テクニカルには日足チャートを見てみましょう。

ユーロ安継続もブレにも注意

年初来安値を更新してきたことで、テクニカルにも難しい拡散型のもみあいが続いています。材料的には更なる下押しが入る可能性が高いため、今後の状況次第では1.10の大台を視野に入れる動きも考えられます。ある程度売り込まれた後に事態が好転し、さらにECBの早期緩和縮小思惑も重なって上昇となると更に難しいチャートになりますが、そうしたことを考えるには時期尚早です。
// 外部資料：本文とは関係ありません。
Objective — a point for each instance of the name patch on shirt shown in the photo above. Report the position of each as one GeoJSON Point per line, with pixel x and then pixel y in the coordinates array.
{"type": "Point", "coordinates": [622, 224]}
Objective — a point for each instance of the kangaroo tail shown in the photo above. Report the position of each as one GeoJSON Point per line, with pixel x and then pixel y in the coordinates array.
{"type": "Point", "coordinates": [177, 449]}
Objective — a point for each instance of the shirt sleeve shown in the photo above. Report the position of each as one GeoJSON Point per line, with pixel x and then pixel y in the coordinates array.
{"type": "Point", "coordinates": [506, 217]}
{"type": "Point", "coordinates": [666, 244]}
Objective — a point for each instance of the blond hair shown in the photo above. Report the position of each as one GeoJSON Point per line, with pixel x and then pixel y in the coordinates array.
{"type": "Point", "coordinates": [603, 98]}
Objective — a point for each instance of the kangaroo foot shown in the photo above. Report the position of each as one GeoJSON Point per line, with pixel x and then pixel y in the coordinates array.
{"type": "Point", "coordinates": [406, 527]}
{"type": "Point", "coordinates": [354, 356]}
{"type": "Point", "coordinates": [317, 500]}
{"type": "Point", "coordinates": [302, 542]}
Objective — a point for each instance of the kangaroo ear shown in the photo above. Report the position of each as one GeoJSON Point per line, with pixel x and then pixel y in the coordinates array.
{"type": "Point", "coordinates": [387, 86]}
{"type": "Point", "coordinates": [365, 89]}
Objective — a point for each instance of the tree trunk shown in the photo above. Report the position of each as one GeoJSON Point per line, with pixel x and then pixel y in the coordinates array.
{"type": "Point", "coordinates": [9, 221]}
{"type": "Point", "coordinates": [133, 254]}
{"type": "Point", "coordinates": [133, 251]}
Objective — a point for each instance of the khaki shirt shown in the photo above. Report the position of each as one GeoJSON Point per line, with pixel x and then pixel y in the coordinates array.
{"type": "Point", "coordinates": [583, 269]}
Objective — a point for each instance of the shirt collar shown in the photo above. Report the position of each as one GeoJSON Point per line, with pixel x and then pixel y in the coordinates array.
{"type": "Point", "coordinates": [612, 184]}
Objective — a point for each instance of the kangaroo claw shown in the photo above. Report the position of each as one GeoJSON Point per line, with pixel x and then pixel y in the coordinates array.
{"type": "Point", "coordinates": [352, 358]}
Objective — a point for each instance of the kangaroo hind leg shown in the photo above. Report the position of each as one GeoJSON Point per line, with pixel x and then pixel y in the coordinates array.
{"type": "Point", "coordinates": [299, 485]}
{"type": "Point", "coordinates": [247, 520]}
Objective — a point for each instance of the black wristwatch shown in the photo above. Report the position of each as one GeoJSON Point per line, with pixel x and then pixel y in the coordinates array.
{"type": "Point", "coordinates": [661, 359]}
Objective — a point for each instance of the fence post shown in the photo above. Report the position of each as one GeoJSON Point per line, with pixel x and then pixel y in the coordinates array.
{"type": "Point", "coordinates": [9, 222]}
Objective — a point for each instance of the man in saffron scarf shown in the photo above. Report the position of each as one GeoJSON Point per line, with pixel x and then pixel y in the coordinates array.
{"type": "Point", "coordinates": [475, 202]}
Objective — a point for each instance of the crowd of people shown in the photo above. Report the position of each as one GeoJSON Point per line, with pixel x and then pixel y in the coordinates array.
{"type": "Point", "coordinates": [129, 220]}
いまはユーロが下げやすいという前提でシナリオを考えるべきでしょう。

今週は引き続きユーロ安リスクが高いと見て、1.1050レベルをサポートに1.1200レベルをレジスタンスとする一週間を見ておこうと思います。

今週のコラム

今週はNEXT FUNDSロシア株式指数・RTS連動型ETFを見てみましょう。このETFは野村アセットが設定しているロシア株に連動するETFです。急落しているかと思ったところ、思いのほか安定した動きです。日足チャートをご覧ください。

ユーロ安継続もブレにも注意 2枚目の画像

本日は123.20と年初来安値を更新していますが、1月高値167.00からの下げ幅は43.8、率にして26.2%の下げに留まっています。もっと下げているかと思いましたが、今回は事態の割には株式市場が妙に落ち着いているのが不思議な感じです。

今週の予定

今週注目される経済指標と予定はドル円週報に示してあるものと共通です。ドル円週報の「今週の予定」をご参照下さい。なお、その中でユーロの値動きに特に影響が出ると考えられる予定は以下のものです。重要な予定として注意しておきましょう。特に重要度の高いイベントに☆印を付けました。

2月28日(月)
20:30 パネッタECB理事講演 ☆

3月1日(火)
17:50 フランス2月製造業PMI
17:55 ドイツ2月製造業PMI
18:00 ユーロ圏2月製造業PMI
18:30 英国2月製造業PMI
22:00 ドイツ2月CPI速報値 ☆

3月2日(水)
17:55 ドイツ2月失業率
19:00 ユーロ圏2月CPI速報値 ☆
24:00 パウエルFRB議長議会証言(下院)☆
25:00 レーンECB理事講演 ☆
28:00 ベージュブック ☆

3月3日(木)
17:50 フランス2月サービス業PMI
17:55 ドイツ2月サービス業PMI
18:00 ユーロ圏2月サービス業PMI
18:30 英国2月サービス業PMI
19:00 ユーロ圏1月PPI、失業率
21:30 ECB理事会議事要旨公表 ☆
24:00 パウエルFRB議長議会証言(上院)☆

3月4日(金)
16:00 ドイツ1月貿易収支
16:45 フランス1月鉱工業生産
18:30 英国2月建設業PMI
19:00 ユーロ圏1月小売売上高
22:30 米国2月雇用統計 ☆

前週のユーロレンジ

前週のユーロレンジ

(注)上記表の始値は全て東京午前9時時点のレート。為替の高値・安値は東京午前9時~NY午後5時のインターバンクレート。

先週の概況

2月21日(月)
週明けの為替相場は週末にウクライナ問題が緊迫化していたところに米露首脳会談開催で基本的に合意したとのニュースでリスクオフの巻き返しでスタートしました。しかしドル円はユーロドルのユーロ買いが強かったことからドル売りに押される形となり金曜からのじり安を続け、114.72レベルまで下押しして安値引けとなりました。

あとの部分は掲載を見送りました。